GridGain Developers Hub

Disaster Recovery for Data Partitions

You perform disaster recovery operations to recover from situation when data operations on your GridGain cluster nodes become unfeasible because GridGain cannot guarantee data consistency. In such cases, you need to either return data to a consistent state or declare the current state consistent.

Disaster Scenarios and Recovery Instructions

Minority Offline

Minority refers to less than half of the number of replicas configured for a distribution zone (DZ). For example, of DZ1 is configured with 2 replicas and DZ2 - with 3 replicas, losing a single GridGain node is a majority loss for DZ1 and a minority loss for DZ2.

You may discover that one or more of your cluster nodes are offline in a number of ways, including the ignite recovery partition-states CLI command with the --global option, which would show Read-only partition, Degraded partition, or Unavailable partition for offline nodes.

Once a minority offline status has been discovered:

  1. Command the system to bring the offline node(s) online.

    The system attempts to bring the indicated nodes online. Possible outcomes are:

    • Nodes return online in time (before scale-down timeout) with valid data. The system replicates the missing data (if any)using either log replication or the full state transfer procedure.

    • Nodes return online in time but without data.
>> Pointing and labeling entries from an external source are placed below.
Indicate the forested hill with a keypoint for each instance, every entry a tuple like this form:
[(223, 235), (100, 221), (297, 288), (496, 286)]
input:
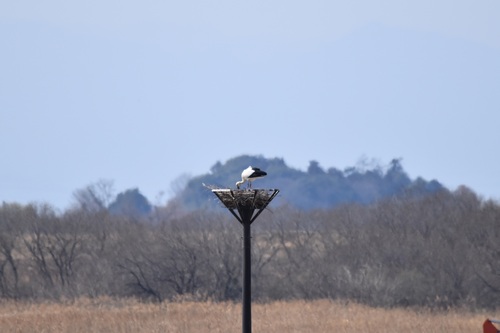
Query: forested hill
[(314, 188)]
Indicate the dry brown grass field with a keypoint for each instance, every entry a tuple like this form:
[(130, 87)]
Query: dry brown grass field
[(110, 316)]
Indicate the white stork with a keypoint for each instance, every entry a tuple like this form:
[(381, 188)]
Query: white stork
[(249, 175)]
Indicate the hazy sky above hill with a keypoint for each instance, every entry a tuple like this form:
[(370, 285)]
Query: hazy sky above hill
[(142, 92)]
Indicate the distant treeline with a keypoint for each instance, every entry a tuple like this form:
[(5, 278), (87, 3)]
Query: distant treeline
[(441, 249), (314, 188)]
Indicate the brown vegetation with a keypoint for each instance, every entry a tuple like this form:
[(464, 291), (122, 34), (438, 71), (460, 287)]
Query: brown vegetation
[(438, 251), (321, 316)]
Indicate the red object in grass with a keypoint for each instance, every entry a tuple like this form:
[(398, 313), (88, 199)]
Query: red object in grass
[(488, 327)]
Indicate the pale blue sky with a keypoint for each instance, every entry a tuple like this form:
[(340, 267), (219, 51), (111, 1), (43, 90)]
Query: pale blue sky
[(142, 92)]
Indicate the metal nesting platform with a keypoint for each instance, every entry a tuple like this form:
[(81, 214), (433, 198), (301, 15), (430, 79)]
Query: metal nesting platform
[(248, 203)]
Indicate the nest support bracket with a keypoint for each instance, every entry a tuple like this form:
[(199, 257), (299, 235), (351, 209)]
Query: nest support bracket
[(246, 205)]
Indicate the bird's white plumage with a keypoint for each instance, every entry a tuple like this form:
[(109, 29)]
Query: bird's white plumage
[(249, 175)]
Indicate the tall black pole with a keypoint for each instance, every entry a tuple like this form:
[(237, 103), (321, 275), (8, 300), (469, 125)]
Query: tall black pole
[(246, 202), (247, 279)]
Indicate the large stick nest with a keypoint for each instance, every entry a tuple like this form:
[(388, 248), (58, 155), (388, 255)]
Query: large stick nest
[(249, 198)]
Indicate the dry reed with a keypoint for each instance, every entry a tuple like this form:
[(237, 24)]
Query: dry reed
[(108, 315)]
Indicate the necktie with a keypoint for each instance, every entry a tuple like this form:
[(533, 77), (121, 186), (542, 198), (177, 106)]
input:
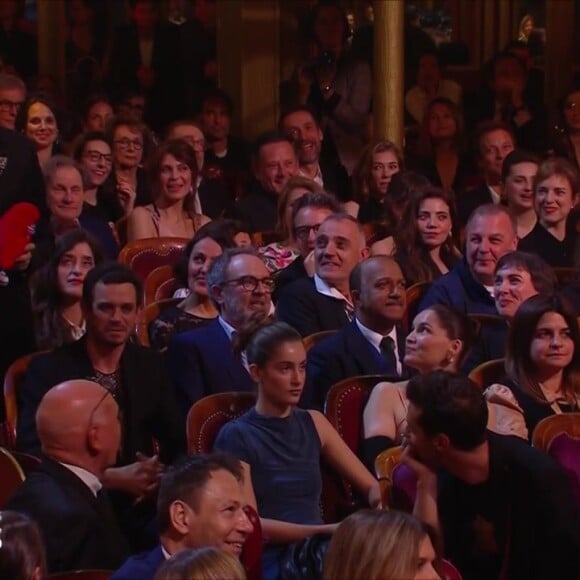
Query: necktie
[(388, 353)]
The system replicates the data using the full state transfer procedure.

    • A node does not return online before scale-down timeout. The system distributes a replica to a new node and starts the rebalance procedure.

    • Node return online with inconsistent data - see steps 4 and 5.

  2. Run the ignite recovery partition-states CLI command on the relevant zones/nodes/partitions to verify Partition States.

  3. If the state is Healthy or Available partition, consider the recovery completed.

  4. If the state is Broken:

    1. Restart your GrigGain node or the relevant partitions using the ignite recovery restart-partitions CLI command.

    2. Rerun the ignite recovery partition-states CLI command.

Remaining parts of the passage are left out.